Our patient was ruled out as having an infection or any systemic diseases; dehydration due to body weight variations (Fig. 4) was also ruled out. However, the patient showed high scores for pilocarpine hydrochloride in the DLST and as such, we ascribed his renal dysfunction to drug-induced TIN. We also considered the possibility of CDDP nephrotoxicity as chronic use of CDDP can cause tubular atrophy and interstitial fibrosis [11]. However, CDDP is not known to cause interstitial nephritis [12] and, in our case, the usage period was short and probably not sufficient to induce those histological changes. There is no standard approach for treating drug-induced TIN. The consensus is to withdraw the responsible medication as soon as possible [13]; any delay in drug withdrawal can adversely affect kidney function recovery. The role of steroids in treating TIN is not clear and there are no randomized controlled studies to guide therapy [14]. Several studies have reported that steroids appear to have some beneficial role, but Muriithi et al. found increased amounts of interstitial fibrosis and tubular atrophy with smaller kidneys evident on ultrasound, correlated with a poor response to steroids [15]. Steroids should be avoided in patients with advanced fibrosis, particularly in those with diabetes and labile blood glucose. In our case, we did not opt for steroid therapy due to interstitial fibrosis evident in renal biopsy and the risk of detrimentally affecting of glycemic control.

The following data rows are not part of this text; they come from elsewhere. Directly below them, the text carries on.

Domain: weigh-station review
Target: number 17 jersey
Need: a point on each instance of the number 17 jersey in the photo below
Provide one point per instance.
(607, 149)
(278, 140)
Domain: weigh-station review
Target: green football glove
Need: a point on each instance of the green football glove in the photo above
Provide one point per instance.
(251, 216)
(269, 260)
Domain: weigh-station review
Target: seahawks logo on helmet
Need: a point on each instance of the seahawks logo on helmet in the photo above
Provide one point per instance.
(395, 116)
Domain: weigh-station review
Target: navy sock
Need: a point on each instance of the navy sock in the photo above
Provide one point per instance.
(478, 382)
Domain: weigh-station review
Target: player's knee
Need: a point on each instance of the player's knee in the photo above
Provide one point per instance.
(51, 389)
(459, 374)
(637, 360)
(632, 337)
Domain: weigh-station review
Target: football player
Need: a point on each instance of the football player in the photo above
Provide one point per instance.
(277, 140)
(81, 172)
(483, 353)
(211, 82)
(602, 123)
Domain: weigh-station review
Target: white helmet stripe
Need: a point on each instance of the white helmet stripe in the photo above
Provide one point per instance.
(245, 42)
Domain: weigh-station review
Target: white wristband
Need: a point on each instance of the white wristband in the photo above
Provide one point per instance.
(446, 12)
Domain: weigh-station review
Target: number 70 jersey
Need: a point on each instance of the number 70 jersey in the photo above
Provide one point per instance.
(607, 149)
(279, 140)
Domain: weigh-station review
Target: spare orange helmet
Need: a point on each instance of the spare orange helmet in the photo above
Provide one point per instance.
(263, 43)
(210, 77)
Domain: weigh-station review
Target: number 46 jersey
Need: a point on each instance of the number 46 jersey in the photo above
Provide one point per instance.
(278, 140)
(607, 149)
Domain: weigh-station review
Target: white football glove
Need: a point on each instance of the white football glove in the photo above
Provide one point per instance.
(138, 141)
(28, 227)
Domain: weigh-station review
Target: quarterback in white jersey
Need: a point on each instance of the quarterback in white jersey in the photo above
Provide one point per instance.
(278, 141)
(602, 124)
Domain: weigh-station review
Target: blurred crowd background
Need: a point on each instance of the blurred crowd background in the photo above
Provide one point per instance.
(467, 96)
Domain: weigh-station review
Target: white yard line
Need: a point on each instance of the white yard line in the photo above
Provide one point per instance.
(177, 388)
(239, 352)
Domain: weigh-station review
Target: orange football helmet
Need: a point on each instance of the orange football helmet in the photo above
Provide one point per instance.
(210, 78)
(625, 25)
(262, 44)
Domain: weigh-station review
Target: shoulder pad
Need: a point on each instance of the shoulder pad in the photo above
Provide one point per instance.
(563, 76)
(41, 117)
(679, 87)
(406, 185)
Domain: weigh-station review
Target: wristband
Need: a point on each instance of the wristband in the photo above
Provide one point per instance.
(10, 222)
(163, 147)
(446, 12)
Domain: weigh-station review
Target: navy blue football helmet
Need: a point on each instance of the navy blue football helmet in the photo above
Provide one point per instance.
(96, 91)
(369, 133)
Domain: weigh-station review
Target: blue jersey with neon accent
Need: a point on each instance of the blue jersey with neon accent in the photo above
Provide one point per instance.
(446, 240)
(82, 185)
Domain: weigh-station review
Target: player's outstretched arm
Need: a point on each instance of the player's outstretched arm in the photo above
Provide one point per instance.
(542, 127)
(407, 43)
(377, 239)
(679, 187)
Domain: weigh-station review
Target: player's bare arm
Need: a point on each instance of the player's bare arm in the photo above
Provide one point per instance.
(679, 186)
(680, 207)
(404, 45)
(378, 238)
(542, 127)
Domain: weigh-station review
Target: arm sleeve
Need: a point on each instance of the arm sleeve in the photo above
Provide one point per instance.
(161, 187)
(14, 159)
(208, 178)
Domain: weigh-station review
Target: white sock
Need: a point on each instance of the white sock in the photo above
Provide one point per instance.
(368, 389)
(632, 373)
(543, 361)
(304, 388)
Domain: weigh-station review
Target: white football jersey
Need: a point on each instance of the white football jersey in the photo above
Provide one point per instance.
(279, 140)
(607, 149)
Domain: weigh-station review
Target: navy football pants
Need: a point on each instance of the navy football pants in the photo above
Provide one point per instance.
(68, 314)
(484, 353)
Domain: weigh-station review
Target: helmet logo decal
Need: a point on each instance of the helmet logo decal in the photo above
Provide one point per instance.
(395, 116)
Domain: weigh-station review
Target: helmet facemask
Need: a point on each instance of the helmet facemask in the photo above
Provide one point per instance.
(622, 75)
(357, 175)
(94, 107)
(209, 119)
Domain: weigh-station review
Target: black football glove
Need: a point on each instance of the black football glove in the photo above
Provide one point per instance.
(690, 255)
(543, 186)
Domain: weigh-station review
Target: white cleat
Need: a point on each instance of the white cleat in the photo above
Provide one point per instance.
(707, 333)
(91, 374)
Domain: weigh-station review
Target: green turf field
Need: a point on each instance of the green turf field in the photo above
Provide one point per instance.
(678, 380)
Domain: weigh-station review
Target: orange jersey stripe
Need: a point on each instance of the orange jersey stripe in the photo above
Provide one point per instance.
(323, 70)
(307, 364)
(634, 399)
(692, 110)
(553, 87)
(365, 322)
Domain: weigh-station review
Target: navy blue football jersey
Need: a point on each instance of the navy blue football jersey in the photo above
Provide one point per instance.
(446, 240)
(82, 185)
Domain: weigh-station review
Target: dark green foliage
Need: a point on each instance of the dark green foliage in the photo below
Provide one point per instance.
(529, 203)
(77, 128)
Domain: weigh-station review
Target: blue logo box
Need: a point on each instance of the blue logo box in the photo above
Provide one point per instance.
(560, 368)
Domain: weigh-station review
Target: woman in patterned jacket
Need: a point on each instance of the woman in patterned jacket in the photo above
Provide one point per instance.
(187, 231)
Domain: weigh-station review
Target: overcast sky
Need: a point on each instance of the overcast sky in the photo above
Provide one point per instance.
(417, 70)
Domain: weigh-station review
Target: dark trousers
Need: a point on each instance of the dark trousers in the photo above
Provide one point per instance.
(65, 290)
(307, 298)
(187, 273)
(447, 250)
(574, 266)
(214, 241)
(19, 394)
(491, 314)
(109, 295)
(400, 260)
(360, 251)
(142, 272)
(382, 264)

Kidney function in our case was only partly recovered. Two reasons can be considered for the only partial improvements in renal function. First, drug-induced TIN was diagnosed 6 months after the introduction of pilocarpine hydrochloride. The long delay between pilocarpine hydrochloride introduction and TIN diagnosis could explain the partial recovery of kidney functionality. Second, our patient had mild renal dysfunction before developing renal dysfunction. When he was initially treated with cisplatin for pharyngeal cancer, his renal function deteriorated temporarily. After chemotherapy, his Cr slightly worsened to 1.0 mg/dL (baseline 0.8 mg/dL) by cisplatin nephrotoxicity.

This is the first reported case of TIN induced by pilocarpine hydrochloride. A thorough assessment including the assessment of medication history, DLST, and renal biopsy was helpful in establishing the diagnosis in our patient who had a complex past renal history.